Par ailleurs, vous avez parlé des cyberattaques mais vous avez élargi à l’ensemble de la population. Avez-vous quantifié le nombre de cyberattaques que la France a subies ? Cela me semble important de quantifier la menace pour embarquer la population dans cette démarche de cyber-résilience.
Pendant votre intervention, j’ai pu voir le nombre de personnes à proximité sur WhatsApp. Il y avait 10 profils chinois connectés à moins de 500 mètres d’ici. Quel regard portez-vous sur les applications telles que Telegram et WhatsApp ? Est-ce que Tchap est une solution viable ?
Enfin, comment ne pas parler des réserves ? Vous avez évoqué les réservistes opérationnels dans votre propos. Je suis d’accord pour dire qu’il faudrait davantage de réservistes opérationnels. Mais s’agissant des réservistes citoyens, c’est une manne utile et nécessaire. Comment la politique de défense nationale s’opère-t-elle à ce sujet ? Est-ce qu’il y a une ambition ? Lors des débats sur la LPM, nous avions vu qu’il n’y avait pas de compréhension sur l’utilité de la réserve citoyenne. Pourtant, il s’agit de personnes passionnées qui pourraient transmettre ces messages sur la cybersécurité, notamment dans les écoles.

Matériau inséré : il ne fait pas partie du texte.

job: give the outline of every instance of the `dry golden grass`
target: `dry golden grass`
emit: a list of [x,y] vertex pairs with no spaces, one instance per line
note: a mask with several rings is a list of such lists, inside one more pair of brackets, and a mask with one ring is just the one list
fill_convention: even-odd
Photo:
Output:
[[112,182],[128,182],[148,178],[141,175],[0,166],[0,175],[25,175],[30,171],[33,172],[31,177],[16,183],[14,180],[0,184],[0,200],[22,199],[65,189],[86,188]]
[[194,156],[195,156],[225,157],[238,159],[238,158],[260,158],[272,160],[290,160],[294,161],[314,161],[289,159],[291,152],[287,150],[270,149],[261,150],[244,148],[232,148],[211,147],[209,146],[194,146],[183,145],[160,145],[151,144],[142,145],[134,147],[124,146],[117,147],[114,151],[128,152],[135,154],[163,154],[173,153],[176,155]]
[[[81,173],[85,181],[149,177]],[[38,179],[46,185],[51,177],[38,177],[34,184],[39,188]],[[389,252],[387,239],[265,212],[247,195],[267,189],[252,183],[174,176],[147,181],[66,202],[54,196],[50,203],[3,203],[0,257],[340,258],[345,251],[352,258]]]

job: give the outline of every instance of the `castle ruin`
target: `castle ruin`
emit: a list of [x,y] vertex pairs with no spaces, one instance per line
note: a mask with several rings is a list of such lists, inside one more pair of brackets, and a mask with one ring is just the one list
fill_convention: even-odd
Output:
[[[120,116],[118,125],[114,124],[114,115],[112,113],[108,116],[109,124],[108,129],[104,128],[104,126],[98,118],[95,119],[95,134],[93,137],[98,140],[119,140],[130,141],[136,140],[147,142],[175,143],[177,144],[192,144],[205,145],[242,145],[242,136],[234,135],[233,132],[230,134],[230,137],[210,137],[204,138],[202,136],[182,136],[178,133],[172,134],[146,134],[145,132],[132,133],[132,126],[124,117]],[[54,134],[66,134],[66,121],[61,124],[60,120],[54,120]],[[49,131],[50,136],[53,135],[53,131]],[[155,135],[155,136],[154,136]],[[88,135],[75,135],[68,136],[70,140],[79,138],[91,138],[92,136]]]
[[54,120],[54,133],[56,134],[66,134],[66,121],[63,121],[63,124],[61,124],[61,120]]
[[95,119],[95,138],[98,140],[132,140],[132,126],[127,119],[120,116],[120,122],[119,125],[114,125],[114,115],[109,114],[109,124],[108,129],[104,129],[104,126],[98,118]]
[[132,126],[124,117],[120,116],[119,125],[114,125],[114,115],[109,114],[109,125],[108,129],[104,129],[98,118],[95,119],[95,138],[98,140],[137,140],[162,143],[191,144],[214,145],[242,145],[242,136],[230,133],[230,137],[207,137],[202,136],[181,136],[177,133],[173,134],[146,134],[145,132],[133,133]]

Mme Anne Le Hénanff, rapporteure. La réserve citoyenne est un sujet stratégique pour la cyberdéfense. C’est un sujet utile et indispensable car il contribue au renforcement du lien armées-Nation ! On a un objectif sur la réserve opérationnelle. Ces réservistes opérationnels jouent un rôle stratégique pour la cyberdéfense française. Mais s’agissant de la réserve citoyenne dans le domaine de la cyberdéfense, sujet dont j’ai souvent parlé avec le COMCYBER, elle a existé. Il y a une volonté de la remettre en œuvre. C’est vrai que la priorité était la réserve opérationnelle. La réserve citoyenne est plutôt active avec la Gendarmerie. Il y a aussi des réservistes dans la Police nationale. Il y en a moins dans les armées. Je formule le vœu qu’on réarme – si je puis dire ! – les armées en réservistes citoyens car ceux-ci ont des vraies compétences. La volonté de redéployer la réserve citoyenne fait partie des ambitions des armées, et nous serons là pour les accompagner dans l’atteinte de cet objectif.
S’agissant du millefeuille, il ne faut couper aucune compétence. Mais on a un point majeur : au niveau de la gouvernance, il faudra réorganiser la cyberdéfense en France. L’organisation est encore trop silotée. Il y a des chasses gardées, ce qui est inacceptable. Par ailleurs, cette organisation est trop pyramidale : du haut vers le bas. Nous pensons au contraire que l’organisation de la cyberdéfense doit être transversale.
M. Frédéric Mathieu, rapporteur. Nous vous avions présenté la version simplifiée de l’organisation de la cyberdéfense, mais l’organisation est en réalité beaucoup plus complexe, comme le soulignait notre collègue Mounir Belhamiti.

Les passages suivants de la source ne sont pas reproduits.